Film & TV

Manchester by the Sea

A restrained exploration of grief, with exceptionally strong performances from Michelle Williams and Casey Affleck, Manchester by the Sea is the most moving film of the year.

Manchester by the Sea

If you were to rely on the list of previous winners of the Best Actor Oscar as a definitive list of cinema history’s greatest performances, you would probably have one clear go-to when thinking of acting techniques for a sure-fire win (apart from being white): shouting. It has seemed throughout the years that the only performances by leading actors that really catch awards committees’ attention are the ones that go off with a flash and a bang – nuance and subtlety be damned. In fact, Leonardo DiCaprio’s landmark win last year for his role in The Revenant saw him in a performance that featured more yelling and exasperated grunting than actual speech. So upon hearing the amount of Oscar buzz currently orbiting Casey Affleck for his performance in Manchester by the Sea, you might be led to believe, as I was, that this year might end up no different. Imagine my shock when by the time the movie was over I had counted just one scene – a very short one at that, and only about ten minutes into the 137-minute runtime – in which Affleck raised his voice. Where a different actor may have put on a grand gesture, we see instead a slight furrowing of the brow; pursed lips and downward-looking eyes appear where we would usually expect an immense emotional outpouring. And yet this is no shortcoming: the immense delicacy of every movement, turn of phrase, and pained facial expression (and believe me, they are pained) adds up to a masterclass in restraint and subtlety in a performance that conjures the likes of Laurence Olivier or Marlon Brando in his later years. It’s a masterwork inside another masterwork – the film itself.

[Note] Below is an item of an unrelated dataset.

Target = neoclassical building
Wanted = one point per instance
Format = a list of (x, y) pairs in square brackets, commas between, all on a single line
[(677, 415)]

Manchester by the Sea begins as Lee Chandler (Affleck) – a quiet, bitter, calcified janitor in Quincy, Massachusetts with a knack for starting fights – receives a phone call informing him of the death of his brother Joe (Kyle Chandler). He travels to the small town of Manchester-by-the-Sea to break the news to Joe’s teenage son Patrick (Lucas Hedges), but learns upon examining his brother’s will that he has been named as Patrick’s guardian. As fragments of the family’s past begin to appear in flashback, and we learn more and more about the troubles Lee and Joe have faced, we understand the deep grief that sits coiled at the heart of this film. I’m going to avoid details as much as possible, but you should be warned now: Manchester by the Sea is devastating to watch.

But, surprisingly enough, it also has more laughs in it than any comedy I’ve watched for a while – not in any sort of dark comedy sense, but rather because the script by Kenneth Lonergan, who also directed, is bristling with conversations so naturalistic and organically funny that the slightest of reactions or the smallest of quips between friends hit like the punchline to a stand-up’s best joke. Perhaps this is also because the characters having these conversations are so perfectly realised – the film is populated by such well-sketched people that within an extremely short time from meeting them they felt like close. It even gave me the all-too-rare treat of having a moment to recollect, some twenty-five minutes into the film, how glad I was that I had so much more time to spend with these wonderfully flawed people I was watching on-screen.

There may be yet another reason for this, however: the all-round, across-the-board brilliance of the performances. This may well be the performance of Affleck’s career (a description I certainly don’t use lightly as a huge fan of his), but he is backed up on all sides by the supporting players: Lucas Hedges pitches Patrick perfectly, with just the right mix of adolescent cockiness, plucky humour, and tender vulnerability; Michelle Williams achieves the highest minutes-of-heartbreak-time-to-minutes-of-screentime ratio since Anne Hathaway’s performance in Les Miserables; and Kyle Chandler reasserts himself as one of the most likeable men to ever grace a screen.

It’s difficult to forget the feeling you carry after seeing a truly great, truly sad film. I might just be a bit of a heartless bastard, but for me, crying during the first viewing of a movie is an extremely rare occurrence – 12 Years A Slave, The Lives of Others, and – most recently – I, Daniel Blake are among the small handful of films that have managed it. But what’s even more rare is that peculiar, gravely, sombre feeling that lingers after moments like the ending of Fruitvale Station, or the point at which Bridge To Terabithia’s plot takes a turn (if you’ve seen it, you know exactly what I mean): one part quiet hope, nine parts utter dejection. Truth be told, I have never felt it as strongly or for so long as I did after I first saw Manchester by the Sea. It’s one thing to make an easy tear-jerker of a film, but it takes an enormous amount of talent to tell a story this crushing and make it as immensely watchable as it is throughout, for so many reasons. I’ve picked my brain over and over to find a single fault in this film since my first viewing of it, and I simply cannot. Lonergan has achieved something wholly incredible. It probably won’t be the 2017 film that I rewatch the most – La La Land already has a pretty steadfast hold on that spot – but I will be astounded if I see a more moving film this year.